The same thing happened again the next day. This time the midwife made an urgent incontinence referral, although the appointment date was over a year later. When Mina noticed the stitches were coming undone the next morning, she rang the midwife a third time and was told she must contact the hospital.
When Mina rang the hospital they dismissed the problem, saying she must simply get some antibiotics from her GP. They said it was fine to leave the wound open as doctors do not normally re-stitch second degree tears. However, feeling that something was seriously wrong, Mina pushed for an appointment that day.

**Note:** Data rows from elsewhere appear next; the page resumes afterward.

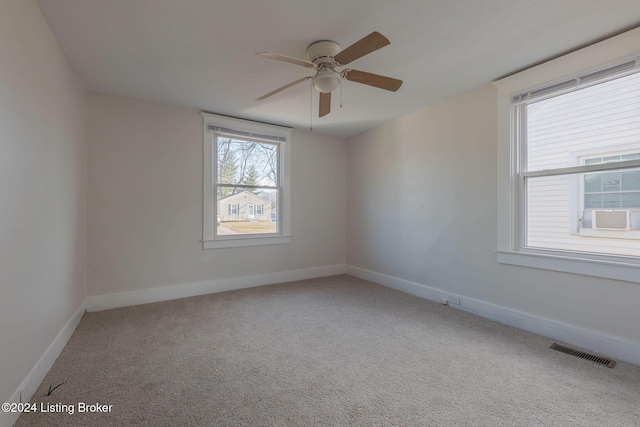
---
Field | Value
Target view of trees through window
[214,135,279,235]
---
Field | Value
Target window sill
[496,250,640,283]
[202,236,291,249]
[573,228,640,240]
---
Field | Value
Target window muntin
[202,113,291,249]
[213,136,280,236]
[512,63,640,257]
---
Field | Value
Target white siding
[527,74,640,256]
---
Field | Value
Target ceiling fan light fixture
[312,69,341,93]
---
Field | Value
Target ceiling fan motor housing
[307,40,342,65]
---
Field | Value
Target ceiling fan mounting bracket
[307,40,342,65]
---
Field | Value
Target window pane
[525,175,640,256]
[525,73,640,171]
[622,170,640,191]
[584,194,602,209]
[584,173,602,193]
[216,136,278,187]
[621,191,640,209]
[217,187,278,236]
[602,193,622,209]
[602,173,620,192]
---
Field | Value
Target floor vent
[549,343,616,368]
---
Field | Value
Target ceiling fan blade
[333,31,391,65]
[256,77,311,101]
[256,52,316,68]
[318,92,331,117]
[342,70,402,92]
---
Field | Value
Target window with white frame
[495,30,640,282]
[513,61,640,257]
[202,113,291,249]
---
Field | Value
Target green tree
[218,139,238,199]
[242,165,260,194]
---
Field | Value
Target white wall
[0,0,87,408]
[87,94,346,295]
[347,86,640,344]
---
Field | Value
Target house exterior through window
[203,113,291,249]
[494,29,640,283]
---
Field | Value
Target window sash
[511,59,640,254]
[201,112,293,249]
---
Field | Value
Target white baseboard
[0,301,86,427]
[86,264,345,311]
[346,265,640,365]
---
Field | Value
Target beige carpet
[17,276,640,426]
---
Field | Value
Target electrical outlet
[440,295,460,305]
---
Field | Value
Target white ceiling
[38,0,640,137]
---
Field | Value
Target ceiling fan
[256,31,402,117]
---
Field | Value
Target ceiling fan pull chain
[309,80,313,132]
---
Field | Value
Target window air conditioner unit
[593,210,631,230]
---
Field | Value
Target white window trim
[202,112,291,249]
[494,28,640,283]
[569,148,640,240]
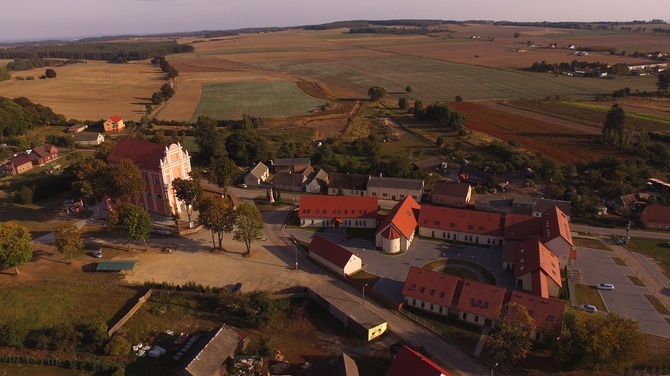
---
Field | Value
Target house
[507,291,567,341]
[244,162,270,187]
[328,172,370,196]
[29,144,60,166]
[368,176,423,202]
[418,205,503,245]
[402,266,463,316]
[67,124,88,133]
[175,325,247,376]
[74,132,105,145]
[386,346,451,376]
[375,196,421,253]
[107,139,191,216]
[270,158,312,174]
[102,115,126,133]
[305,168,328,193]
[456,280,507,327]
[430,180,472,208]
[309,235,363,277]
[298,196,379,228]
[513,237,563,298]
[640,205,670,230]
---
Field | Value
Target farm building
[309,235,363,277]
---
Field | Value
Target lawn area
[627,238,670,278]
[572,283,607,312]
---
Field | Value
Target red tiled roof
[309,235,360,269]
[458,280,507,320]
[419,205,503,236]
[509,291,567,329]
[386,346,451,376]
[402,266,463,307]
[298,196,379,219]
[377,196,421,239]
[107,139,165,170]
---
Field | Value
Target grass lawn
[627,238,670,278]
[572,283,607,312]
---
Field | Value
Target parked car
[579,304,598,313]
[596,283,614,290]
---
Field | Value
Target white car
[579,304,598,313]
[596,283,614,290]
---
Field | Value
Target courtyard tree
[107,159,147,202]
[368,86,386,102]
[172,178,202,226]
[109,202,153,251]
[199,197,236,249]
[54,223,84,265]
[233,203,263,255]
[489,303,536,364]
[0,221,33,275]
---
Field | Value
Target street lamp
[363,283,368,305]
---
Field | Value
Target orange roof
[298,196,379,219]
[458,281,507,320]
[509,291,567,329]
[377,196,421,239]
[402,266,463,307]
[419,205,503,236]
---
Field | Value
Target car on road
[596,283,614,290]
[579,304,598,313]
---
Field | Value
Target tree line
[0,41,195,62]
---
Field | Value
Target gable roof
[107,139,167,170]
[457,280,507,320]
[298,196,379,218]
[386,346,451,376]
[377,196,421,239]
[419,205,503,236]
[402,266,463,307]
[328,172,370,191]
[368,176,423,190]
[309,235,354,269]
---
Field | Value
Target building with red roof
[386,346,451,376]
[309,235,363,276]
[375,196,421,253]
[507,291,567,341]
[402,266,463,316]
[298,196,379,228]
[102,115,126,133]
[419,205,503,245]
[456,280,507,327]
[514,238,562,298]
[107,139,191,215]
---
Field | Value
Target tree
[109,202,153,251]
[552,310,647,373]
[233,203,263,255]
[656,70,670,91]
[54,223,84,264]
[209,157,240,196]
[172,178,202,226]
[368,86,386,102]
[0,221,33,275]
[198,197,236,248]
[107,159,147,202]
[489,303,536,363]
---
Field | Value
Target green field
[194,81,326,120]
[259,54,656,102]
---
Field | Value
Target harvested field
[451,102,628,164]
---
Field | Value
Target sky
[0,0,670,42]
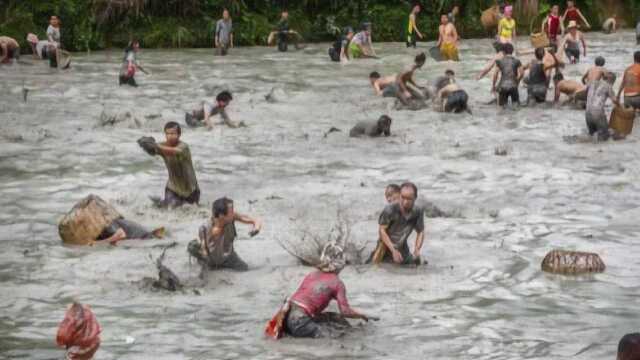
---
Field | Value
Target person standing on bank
[215,9,233,56]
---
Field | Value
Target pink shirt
[291,271,354,317]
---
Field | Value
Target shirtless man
[491,43,524,106]
[553,73,587,105]
[585,72,620,141]
[562,0,591,29]
[349,23,376,59]
[184,90,246,130]
[524,48,557,104]
[560,21,587,64]
[617,51,640,111]
[436,14,460,61]
[433,70,471,114]
[582,56,607,85]
[0,36,20,64]
[476,41,504,80]
[602,14,618,34]
[369,71,400,97]
[397,53,427,104]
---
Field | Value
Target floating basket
[609,106,636,136]
[542,250,605,274]
[58,195,122,245]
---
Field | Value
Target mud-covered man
[138,121,200,208]
[188,197,262,271]
[370,182,424,265]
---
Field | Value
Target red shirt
[291,271,354,317]
[547,14,560,41]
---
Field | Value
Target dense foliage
[0,0,640,50]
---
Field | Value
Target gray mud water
[0,32,640,359]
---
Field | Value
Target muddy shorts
[624,95,640,110]
[444,90,469,113]
[407,33,416,49]
[329,47,340,62]
[118,75,138,87]
[382,83,400,97]
[565,47,580,61]
[527,84,547,103]
[285,303,351,338]
[278,31,289,52]
[585,111,609,141]
[498,87,520,106]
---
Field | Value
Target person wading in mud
[367,182,424,265]
[188,197,262,271]
[617,51,640,111]
[118,40,149,87]
[138,121,200,208]
[214,9,233,56]
[265,243,378,339]
[184,90,246,130]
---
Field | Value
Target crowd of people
[0,1,640,359]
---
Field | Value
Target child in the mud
[187,197,262,271]
[433,69,471,114]
[265,243,378,339]
[184,90,246,129]
[367,182,424,265]
[138,121,200,208]
[119,40,148,87]
[585,72,620,141]
[0,36,20,64]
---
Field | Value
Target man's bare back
[440,23,458,44]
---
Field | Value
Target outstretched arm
[578,9,591,29]
[235,213,262,234]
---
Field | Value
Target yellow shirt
[498,18,516,39]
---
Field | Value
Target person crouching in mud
[367,182,424,265]
[329,27,354,63]
[265,243,379,339]
[119,40,148,87]
[138,121,200,208]
[524,48,558,105]
[184,90,246,130]
[349,115,392,137]
[187,197,262,271]
[434,70,471,114]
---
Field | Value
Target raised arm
[156,143,183,156]
[235,213,262,234]
[577,9,591,29]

At her hospital appointment, Mina was examined by a midwife who then asked the junior doctor to have a look. The junior doctor called for a registrar. He told Mina that she actually had a fourth degree tear, not a second degree tear.
He also expressed surprise that she had undergone a midline episiotomy, which is when the cut is made straight down. This is no longer accepted practice in the UK as it is known to increase the risk of a serious tear.
Mina was admitted to hospital and told that her anal sphincters were severely damaged, in part due to the missed tear, and in part due to an infection that had arisen in the area. She was told she would need to be fitted with a colostomy while the sphincters healed, after which she could undergo a sphincter repair. This was devastating news for Mina but she was told it was the only option.
Mina was very conscious of the colostomy while it was fitted and worried constantly about it leaking or bursting. She didn’t go far from home and found it very awkward. The anal sphincter repair was performed three months later, after which Mina was very unwell and required a lot of care from her husband.
Three months after having her sphincter repair, the colostomy was reversed. Mina was very pleased about this, but she still suffers from faecal urgency and incontinence of flatus. This has limited her ability to work, having a significant financial effect on the family.
Mina’s physical, emotional and financial suffering could have been prevented, were it not for the midwife’s negligence. Not only did she perform a midline episiotomy, she failed to diagnose a fourth degree tear. Both amount to medical negligence. We helped Mina pursue a claim for the damages wrongfully incurred. She was awarded over £80,000 compensation.
(Details which might identify our client have been changed.)